Topological Light Nodal Lines in FCC Lattice

TL;DR

This paper reveals that face-centered-cubic (fcc) photonic crystals can host topologically nontrivial nodal lines in momentum space, leading to slow-light interface states with potential experimental confirmation of topological photonic states.

Contribution

It introduces the concept of topological nodal lines in fcc photonic crystals and links them to observable slow-light interface states, a novel topological photonic phenomenon.

Findings

Existence of topological nodal lines in fcc photonic crystals.

Correspondence between photonic pseudogaps and nodal lines.

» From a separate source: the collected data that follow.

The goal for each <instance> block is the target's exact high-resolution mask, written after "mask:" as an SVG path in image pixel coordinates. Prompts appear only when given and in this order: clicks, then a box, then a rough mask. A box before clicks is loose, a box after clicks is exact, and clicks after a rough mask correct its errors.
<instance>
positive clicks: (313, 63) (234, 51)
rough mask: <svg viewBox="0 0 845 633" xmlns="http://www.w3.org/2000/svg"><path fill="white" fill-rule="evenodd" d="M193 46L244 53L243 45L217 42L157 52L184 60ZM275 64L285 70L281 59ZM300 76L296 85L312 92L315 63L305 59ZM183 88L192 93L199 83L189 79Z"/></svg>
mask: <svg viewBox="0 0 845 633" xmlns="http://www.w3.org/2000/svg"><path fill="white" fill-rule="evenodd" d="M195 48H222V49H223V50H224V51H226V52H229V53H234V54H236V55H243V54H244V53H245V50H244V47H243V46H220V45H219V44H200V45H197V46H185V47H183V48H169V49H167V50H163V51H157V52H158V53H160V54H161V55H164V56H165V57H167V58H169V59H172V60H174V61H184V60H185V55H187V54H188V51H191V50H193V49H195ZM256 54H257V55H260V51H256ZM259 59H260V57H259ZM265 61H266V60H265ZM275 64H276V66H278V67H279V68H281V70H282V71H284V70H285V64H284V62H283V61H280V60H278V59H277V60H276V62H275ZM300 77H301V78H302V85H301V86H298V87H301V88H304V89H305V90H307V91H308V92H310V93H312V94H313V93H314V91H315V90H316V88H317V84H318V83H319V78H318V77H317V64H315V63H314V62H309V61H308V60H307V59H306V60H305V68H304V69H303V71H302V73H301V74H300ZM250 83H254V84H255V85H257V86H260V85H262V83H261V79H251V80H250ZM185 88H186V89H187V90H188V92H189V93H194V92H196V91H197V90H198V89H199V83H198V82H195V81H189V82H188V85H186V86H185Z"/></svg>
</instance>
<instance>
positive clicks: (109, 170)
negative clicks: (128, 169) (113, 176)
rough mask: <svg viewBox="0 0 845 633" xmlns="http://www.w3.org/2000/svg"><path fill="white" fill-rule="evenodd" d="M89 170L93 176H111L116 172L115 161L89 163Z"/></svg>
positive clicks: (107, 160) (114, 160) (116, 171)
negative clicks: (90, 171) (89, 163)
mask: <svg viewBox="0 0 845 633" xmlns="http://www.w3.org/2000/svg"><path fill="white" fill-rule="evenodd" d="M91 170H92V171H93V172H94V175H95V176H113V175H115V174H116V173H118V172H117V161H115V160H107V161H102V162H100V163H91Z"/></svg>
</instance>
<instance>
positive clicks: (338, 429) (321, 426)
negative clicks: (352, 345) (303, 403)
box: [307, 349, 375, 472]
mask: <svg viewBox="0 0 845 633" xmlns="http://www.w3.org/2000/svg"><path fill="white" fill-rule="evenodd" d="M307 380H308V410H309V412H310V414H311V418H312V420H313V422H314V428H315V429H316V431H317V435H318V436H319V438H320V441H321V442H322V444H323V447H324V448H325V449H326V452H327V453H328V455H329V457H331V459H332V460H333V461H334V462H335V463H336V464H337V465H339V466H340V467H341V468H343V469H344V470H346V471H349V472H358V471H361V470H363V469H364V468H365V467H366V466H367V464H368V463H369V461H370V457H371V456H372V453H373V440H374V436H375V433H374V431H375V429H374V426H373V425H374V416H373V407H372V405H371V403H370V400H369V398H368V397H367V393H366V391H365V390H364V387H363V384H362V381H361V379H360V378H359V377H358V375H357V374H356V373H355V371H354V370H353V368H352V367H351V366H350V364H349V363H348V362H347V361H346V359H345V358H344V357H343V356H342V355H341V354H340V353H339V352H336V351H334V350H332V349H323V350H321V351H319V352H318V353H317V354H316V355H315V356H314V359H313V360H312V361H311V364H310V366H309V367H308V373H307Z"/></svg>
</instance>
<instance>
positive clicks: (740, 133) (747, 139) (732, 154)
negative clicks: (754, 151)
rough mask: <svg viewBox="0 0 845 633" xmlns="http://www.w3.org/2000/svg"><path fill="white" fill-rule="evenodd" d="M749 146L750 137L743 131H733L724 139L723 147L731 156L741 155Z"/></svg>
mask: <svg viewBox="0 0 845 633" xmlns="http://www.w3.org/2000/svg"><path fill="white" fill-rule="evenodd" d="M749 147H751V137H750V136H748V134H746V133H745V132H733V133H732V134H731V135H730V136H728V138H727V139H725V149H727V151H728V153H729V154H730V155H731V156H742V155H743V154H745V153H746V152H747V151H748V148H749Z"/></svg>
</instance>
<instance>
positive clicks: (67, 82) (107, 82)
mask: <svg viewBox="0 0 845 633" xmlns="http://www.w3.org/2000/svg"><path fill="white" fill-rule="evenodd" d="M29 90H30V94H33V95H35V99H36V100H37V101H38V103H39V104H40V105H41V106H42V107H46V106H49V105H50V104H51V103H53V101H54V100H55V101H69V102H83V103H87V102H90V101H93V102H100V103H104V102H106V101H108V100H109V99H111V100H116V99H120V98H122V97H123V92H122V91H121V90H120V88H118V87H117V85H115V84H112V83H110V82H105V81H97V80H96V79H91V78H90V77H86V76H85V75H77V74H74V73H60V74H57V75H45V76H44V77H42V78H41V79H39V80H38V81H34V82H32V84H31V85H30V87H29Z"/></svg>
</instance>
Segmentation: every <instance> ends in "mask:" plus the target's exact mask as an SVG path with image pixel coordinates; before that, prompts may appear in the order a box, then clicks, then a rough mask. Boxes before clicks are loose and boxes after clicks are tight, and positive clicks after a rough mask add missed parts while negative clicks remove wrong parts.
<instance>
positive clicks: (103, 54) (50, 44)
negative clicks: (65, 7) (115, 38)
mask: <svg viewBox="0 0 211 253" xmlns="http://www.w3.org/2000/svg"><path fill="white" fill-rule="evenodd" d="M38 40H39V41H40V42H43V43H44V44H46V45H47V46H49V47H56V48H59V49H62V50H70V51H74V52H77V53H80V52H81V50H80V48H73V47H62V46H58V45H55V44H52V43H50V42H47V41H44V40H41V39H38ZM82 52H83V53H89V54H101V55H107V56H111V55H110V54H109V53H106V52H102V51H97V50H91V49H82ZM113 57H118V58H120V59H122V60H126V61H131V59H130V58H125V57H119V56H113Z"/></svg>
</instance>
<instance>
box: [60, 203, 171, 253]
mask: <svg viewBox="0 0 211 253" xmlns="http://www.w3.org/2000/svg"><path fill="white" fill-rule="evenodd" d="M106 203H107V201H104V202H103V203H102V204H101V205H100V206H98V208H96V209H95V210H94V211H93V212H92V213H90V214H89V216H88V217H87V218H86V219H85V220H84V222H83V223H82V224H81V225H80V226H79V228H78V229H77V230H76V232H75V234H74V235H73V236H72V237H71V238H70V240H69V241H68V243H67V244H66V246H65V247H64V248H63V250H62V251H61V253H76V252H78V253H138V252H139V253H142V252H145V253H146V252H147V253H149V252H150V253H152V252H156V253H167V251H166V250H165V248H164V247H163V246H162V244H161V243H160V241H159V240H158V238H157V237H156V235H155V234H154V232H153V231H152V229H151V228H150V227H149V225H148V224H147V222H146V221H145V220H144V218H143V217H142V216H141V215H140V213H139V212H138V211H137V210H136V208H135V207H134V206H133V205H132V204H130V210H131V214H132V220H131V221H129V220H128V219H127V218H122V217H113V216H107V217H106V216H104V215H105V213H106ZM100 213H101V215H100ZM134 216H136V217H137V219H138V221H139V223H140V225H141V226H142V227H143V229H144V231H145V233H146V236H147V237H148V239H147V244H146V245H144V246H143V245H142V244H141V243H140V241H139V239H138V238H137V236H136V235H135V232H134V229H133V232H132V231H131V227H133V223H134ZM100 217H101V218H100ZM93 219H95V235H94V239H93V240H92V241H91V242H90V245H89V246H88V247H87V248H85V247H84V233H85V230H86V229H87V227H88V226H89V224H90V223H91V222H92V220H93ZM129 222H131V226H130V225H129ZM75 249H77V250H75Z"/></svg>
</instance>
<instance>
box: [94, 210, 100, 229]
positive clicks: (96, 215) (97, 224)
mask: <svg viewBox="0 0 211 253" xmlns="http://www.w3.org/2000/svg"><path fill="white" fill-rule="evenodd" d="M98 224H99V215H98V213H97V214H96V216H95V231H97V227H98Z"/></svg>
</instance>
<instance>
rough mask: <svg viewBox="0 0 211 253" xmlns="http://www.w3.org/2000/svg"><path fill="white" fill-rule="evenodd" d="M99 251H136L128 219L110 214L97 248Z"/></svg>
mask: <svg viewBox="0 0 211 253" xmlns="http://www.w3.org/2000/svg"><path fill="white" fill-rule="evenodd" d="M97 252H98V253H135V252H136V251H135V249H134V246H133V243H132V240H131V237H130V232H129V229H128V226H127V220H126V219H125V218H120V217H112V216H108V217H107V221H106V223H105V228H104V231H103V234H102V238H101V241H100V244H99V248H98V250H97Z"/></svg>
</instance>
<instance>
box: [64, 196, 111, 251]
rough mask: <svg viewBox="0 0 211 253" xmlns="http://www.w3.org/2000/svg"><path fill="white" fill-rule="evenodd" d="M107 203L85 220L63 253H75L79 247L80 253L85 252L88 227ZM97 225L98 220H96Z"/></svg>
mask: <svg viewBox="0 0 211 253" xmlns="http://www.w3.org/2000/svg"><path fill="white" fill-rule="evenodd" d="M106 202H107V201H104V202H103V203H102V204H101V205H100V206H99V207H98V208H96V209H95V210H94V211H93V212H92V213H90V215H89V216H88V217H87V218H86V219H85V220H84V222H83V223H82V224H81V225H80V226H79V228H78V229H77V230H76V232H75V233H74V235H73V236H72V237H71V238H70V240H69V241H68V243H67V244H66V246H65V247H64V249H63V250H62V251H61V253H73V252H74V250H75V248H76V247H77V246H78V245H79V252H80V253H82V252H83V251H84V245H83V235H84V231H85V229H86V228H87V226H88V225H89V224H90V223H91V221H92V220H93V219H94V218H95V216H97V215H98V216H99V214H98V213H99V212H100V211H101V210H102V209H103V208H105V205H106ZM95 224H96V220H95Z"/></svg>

Potential for experimental verification of topological photonic states.

Abstract

Light cone with the speed of light independent of its wavelength in vacuum has been known for long time. In the present work, we unveil that in a face-centered-cubic (fcc) lattice of dielectric spheres novel light cones can be created over closed loops in momentum space, dubbed as nodal lines (NL), and that as a consequence of the nontrivial topology of NL interface states with a drumhead-shaped band structure appear where light can be slowed down significantly. We discuss that photonic pseudogaps found in previous experimental and theoretical studies for fcc photonic crystals are consistent with the present finding of NL. This offers a unique chance to confirm the existence of NL as a novel topological state.